Clairement, ces questions lancinantes polarisent les passions, alimentent les tensions et polluent jour après jour l'atmosphère au sein des héritiers politiques (?) Vieux, maintenant tout le monde à la tête de son parti. Il n'est pas nécessaire de faire un dessin pour montrer que c'est Mabri Toikeusse qui a pris l'initiative de la candidature unique. Avant le président de Pdci-Rda, Henri Konan a lancé son fameux appel Daoukro. En tout, le Rdr, le Pdci-Rda, l'Udpci et le Mfa avaient juré fidélité, ils avaient accepté de partager le gâteau équitablement au dîner de la république.

Si l'on s'en tient aux mots du ministre Cissé Bacongo, l'un des hommes de confiance d'Alassane Ouattara, qui payait la tête de N'Zuéba! Au plus fort du débat sur l'alternance en 2020. Depuis lors, les jours suivants sont similaires. Ouattara et le Rdr se mettent les pieds et les mains pour s'imposer à leurs différents alliés, au grand dam de l'accord tacite de Daoukro, après quoi à la fin du second mandat de Ouattara, c'est un cadre du Pdci qui devrait hériter de la chaise!

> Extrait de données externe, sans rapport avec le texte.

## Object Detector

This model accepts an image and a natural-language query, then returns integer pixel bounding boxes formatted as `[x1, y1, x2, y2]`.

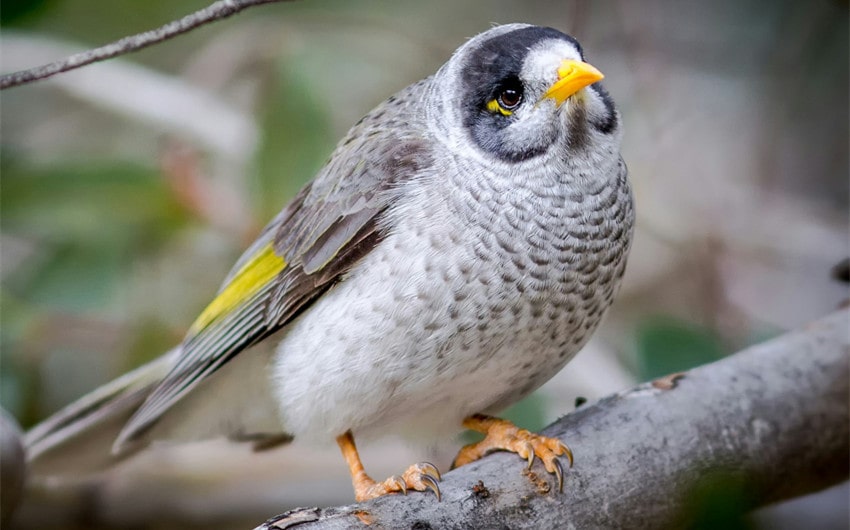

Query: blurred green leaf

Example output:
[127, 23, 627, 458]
[676, 473, 755, 530]
[637, 317, 724, 380]
[0, 162, 189, 312]
[0, 0, 56, 27]
[255, 52, 334, 219]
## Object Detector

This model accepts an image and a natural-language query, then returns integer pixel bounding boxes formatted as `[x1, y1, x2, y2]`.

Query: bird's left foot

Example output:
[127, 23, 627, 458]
[336, 432, 440, 502]
[452, 414, 573, 491]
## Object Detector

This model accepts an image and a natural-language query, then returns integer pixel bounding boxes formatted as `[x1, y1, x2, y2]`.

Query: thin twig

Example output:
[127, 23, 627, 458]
[0, 0, 291, 90]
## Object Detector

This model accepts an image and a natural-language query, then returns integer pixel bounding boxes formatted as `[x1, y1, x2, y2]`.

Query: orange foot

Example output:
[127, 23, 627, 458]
[336, 431, 440, 502]
[452, 414, 573, 491]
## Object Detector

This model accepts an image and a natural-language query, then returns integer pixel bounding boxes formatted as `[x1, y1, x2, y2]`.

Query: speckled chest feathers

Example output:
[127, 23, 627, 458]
[274, 28, 634, 438]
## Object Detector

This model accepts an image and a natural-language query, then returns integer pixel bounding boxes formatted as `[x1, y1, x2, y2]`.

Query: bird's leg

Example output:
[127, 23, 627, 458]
[336, 431, 440, 502]
[452, 414, 573, 491]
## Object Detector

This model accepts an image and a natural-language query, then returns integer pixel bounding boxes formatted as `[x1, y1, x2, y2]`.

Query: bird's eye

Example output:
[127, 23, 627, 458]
[499, 88, 522, 110]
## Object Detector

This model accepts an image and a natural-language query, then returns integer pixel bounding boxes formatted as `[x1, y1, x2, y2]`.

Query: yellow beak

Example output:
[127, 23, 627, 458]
[543, 59, 605, 106]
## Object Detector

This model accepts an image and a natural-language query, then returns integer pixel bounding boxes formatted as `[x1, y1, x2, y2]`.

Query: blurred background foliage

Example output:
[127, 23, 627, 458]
[0, 0, 850, 528]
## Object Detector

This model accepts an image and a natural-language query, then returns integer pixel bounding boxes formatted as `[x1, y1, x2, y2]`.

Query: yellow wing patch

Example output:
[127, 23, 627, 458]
[189, 243, 286, 334]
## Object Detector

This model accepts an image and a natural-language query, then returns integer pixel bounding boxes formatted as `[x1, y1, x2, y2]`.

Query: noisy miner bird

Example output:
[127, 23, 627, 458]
[27, 24, 634, 501]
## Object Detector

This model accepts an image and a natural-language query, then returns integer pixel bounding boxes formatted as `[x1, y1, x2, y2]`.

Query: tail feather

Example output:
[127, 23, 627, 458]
[24, 348, 179, 475]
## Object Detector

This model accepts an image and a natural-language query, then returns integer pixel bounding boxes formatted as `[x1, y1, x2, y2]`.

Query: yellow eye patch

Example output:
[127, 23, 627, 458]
[487, 99, 513, 116]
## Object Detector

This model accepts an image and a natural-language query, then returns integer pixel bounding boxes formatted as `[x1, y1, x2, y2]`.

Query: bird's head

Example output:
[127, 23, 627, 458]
[431, 24, 619, 162]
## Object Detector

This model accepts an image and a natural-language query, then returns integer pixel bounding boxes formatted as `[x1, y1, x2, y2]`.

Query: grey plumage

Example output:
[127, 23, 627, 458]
[23, 25, 634, 480]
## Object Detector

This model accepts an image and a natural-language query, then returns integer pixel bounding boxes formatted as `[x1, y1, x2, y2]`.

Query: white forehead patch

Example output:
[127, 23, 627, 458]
[520, 39, 581, 85]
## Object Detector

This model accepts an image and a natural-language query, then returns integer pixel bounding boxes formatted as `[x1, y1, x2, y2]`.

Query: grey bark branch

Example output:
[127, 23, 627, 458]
[258, 310, 850, 530]
[0, 0, 291, 90]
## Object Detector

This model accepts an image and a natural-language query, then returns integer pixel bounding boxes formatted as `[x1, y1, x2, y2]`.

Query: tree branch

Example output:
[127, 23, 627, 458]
[258, 310, 850, 530]
[0, 0, 291, 90]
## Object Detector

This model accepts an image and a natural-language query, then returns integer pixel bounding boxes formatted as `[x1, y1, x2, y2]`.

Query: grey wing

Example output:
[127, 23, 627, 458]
[114, 82, 431, 452]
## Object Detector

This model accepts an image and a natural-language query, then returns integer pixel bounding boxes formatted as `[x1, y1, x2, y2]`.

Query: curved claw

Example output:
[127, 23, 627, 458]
[390, 475, 407, 495]
[524, 442, 534, 469]
[561, 442, 573, 467]
[552, 458, 572, 493]
[419, 468, 442, 502]
[422, 462, 443, 480]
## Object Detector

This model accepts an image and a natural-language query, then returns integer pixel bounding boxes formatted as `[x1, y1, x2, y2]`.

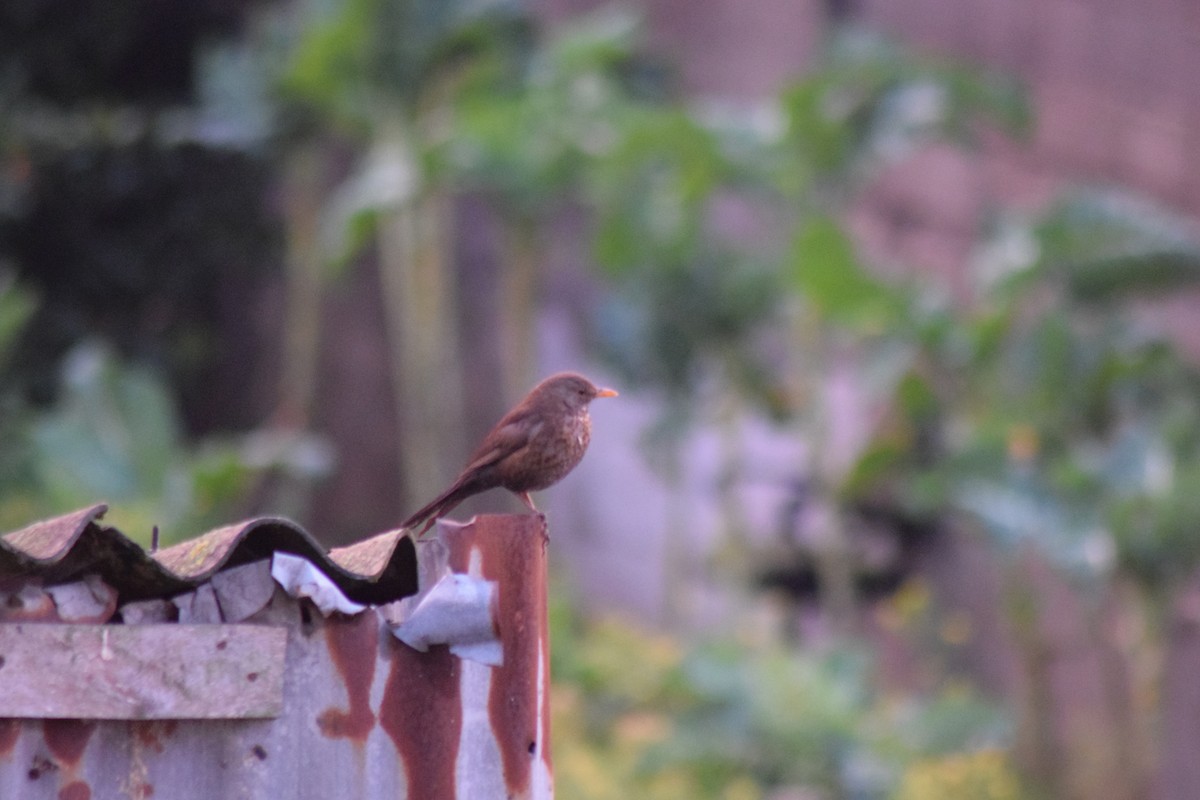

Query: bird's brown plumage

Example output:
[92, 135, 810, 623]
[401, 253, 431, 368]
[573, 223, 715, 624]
[403, 372, 617, 534]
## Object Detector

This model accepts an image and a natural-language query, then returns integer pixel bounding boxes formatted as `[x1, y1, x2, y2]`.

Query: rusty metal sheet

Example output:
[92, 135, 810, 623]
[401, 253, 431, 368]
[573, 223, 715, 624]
[0, 624, 287, 720]
[0, 516, 552, 800]
[0, 504, 416, 604]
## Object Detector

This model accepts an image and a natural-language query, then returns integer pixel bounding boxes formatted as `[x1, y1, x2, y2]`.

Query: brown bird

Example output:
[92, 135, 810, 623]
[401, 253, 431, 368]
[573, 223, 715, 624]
[403, 372, 617, 536]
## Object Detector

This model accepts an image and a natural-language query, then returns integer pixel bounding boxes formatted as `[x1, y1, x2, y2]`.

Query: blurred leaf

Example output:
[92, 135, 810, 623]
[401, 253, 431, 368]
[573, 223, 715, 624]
[788, 217, 901, 331]
[0, 269, 37, 366]
[1037, 191, 1200, 302]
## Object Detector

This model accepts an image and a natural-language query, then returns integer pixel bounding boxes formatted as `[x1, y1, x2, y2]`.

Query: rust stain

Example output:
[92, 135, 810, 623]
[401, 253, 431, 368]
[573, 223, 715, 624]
[42, 720, 96, 766]
[379, 637, 462, 800]
[131, 720, 179, 753]
[477, 517, 550, 795]
[59, 781, 91, 800]
[0, 720, 20, 756]
[317, 613, 379, 744]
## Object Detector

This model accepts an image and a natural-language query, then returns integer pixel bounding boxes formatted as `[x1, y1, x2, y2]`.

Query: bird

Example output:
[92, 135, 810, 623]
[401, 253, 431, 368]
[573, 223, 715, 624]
[401, 372, 617, 539]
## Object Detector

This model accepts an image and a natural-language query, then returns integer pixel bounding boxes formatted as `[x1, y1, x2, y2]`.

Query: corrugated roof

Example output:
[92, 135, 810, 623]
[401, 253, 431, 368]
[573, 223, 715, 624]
[0, 503, 416, 604]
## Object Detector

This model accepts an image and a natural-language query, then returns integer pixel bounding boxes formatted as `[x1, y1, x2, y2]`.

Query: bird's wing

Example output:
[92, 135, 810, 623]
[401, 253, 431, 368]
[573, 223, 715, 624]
[463, 419, 542, 473]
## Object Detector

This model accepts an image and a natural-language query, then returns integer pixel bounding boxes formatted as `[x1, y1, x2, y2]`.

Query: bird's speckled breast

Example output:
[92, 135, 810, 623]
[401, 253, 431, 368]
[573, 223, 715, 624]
[505, 408, 592, 492]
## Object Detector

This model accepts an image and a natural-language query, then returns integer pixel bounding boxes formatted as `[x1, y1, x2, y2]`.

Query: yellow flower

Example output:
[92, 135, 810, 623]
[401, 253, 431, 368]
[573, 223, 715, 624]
[895, 748, 1021, 800]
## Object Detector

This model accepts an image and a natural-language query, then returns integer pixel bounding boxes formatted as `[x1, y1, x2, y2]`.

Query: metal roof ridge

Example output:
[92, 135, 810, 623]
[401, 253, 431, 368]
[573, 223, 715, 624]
[0, 503, 416, 604]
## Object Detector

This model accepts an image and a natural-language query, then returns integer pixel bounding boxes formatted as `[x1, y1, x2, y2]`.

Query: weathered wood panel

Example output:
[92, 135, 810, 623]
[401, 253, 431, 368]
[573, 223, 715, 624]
[0, 624, 287, 720]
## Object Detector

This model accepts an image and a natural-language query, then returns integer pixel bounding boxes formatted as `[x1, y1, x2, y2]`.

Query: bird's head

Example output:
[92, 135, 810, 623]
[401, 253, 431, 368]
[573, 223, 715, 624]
[534, 372, 617, 409]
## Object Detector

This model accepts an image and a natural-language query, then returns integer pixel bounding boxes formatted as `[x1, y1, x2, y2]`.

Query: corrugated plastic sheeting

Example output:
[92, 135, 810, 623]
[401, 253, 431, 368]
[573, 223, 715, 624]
[0, 515, 553, 800]
[0, 504, 416, 604]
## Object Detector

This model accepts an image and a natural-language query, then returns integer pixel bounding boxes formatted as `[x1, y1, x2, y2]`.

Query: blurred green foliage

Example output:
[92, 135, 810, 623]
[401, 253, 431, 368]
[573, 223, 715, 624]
[551, 593, 1020, 800]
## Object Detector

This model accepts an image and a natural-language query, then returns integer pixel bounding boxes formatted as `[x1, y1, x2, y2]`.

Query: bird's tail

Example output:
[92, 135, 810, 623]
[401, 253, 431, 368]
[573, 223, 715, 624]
[401, 480, 479, 537]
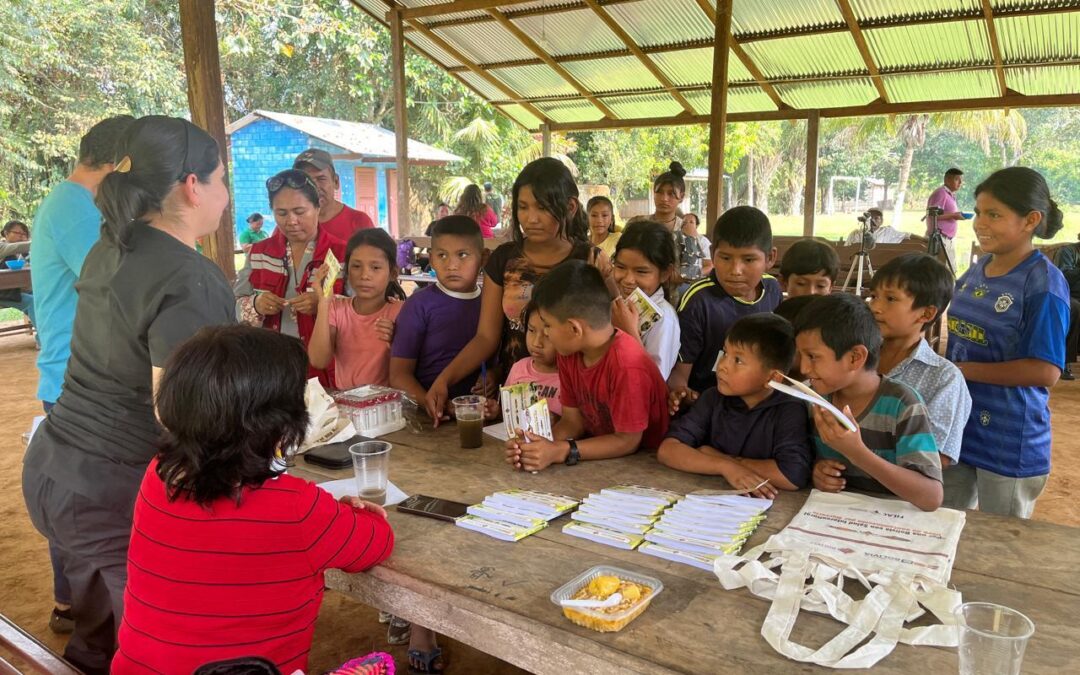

Les trois peintures de Ouattara pour écraser le PDIC en 2020

L'information remonte du coeur de Rhdp. Le Rassemblement des Républicains n'est clairement pas prêt à soutenir la candidature unique d'un dirigeant de Pdci-Rda en 2020. Pourtant, ce que l'appel de Daoukro exige. Au contraire, le régime actuel, plus précisément le Rdr, est en pleine préparation de sa victoire à l'élection présidentielle de 2020. Pour l'essentiel, le président d'honneur du Rdr qui reste une véritable manœuvre a mis en scène trois scénarios dans le but affaiblir son allié PDIC.

La carte Hamed Bakayoko.

Alassane Ouattara avait mis le nom de Hamed Bakayoko sur son carnet, dans les rangs de ses successeurs potentiels sur le trône. C'est principalement pour cela qu'il a été assez bon pour le faire, le tout-puissant ministre d'État, ministre de l'Intérieur et de la Sécurité. Il fallait lui donner le build, le mettre en situation de ... De plus c'est un ami des longues dates du couple présidentiel. La Première Dame Dominique Ouattara le prend pour son fils et il le rend bien. "C'est une bonne personne", entend-on dans la dernière place d'Alassane Ouattara, si l'on en croit les confidences à la rue Lepic qui vont jusqu'à dire qu'entre le président de l'Assemblée nationale Guillaume Soro et ensuite ministre d'État et ministre de l'Intérieur et de la Sécurité, Ouattara a choisi la dernière ville.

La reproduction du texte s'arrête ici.